This rsyslog.d directory that can hold other rsyslog related config files:
$ pwd /etc/rsyslog.d $ ls -l total 8 -rw-r--r--. 1 root root 2564 Sep 19 2014 gluster.conf.example -rw-r--r--. 1 root root 49 Mar 26 13:03 listen.conf
Next we have the following really important section:
. . # Log anything (except mail) of level info or higher. # Don't log private authentication messages! *.info;mail.none;authpriv.none;cron.none /var/log/messages . .

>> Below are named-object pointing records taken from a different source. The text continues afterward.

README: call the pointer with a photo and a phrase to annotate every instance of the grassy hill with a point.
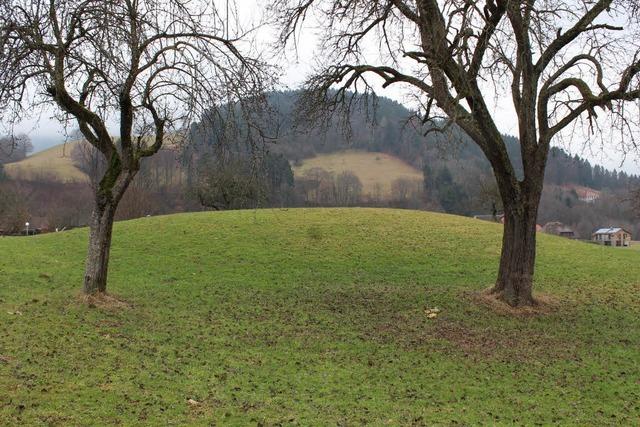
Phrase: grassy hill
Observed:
(54, 163)
(369, 167)
(314, 317)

In plain English, the above line says: log ALL messages of priority “info” and above (*.info), but filter out all “mail” related messages (mail.none), and all “news” related messages (news.none), and all authentication messages (authpriv.none), and all “cron” messages (cron.none). As you can see, nearly all messages gets sent to /var/log/messages
.
The messages that have been filtered out, are actually logged elsewhere, as indicated by the following extract:
. . # The authpriv file has restricted access. authpriv.* /var/log/secure # Log all the mail messages in one place. mail.* -/var/log/maillog # Log cron stuff cron.* /var/log/cron . .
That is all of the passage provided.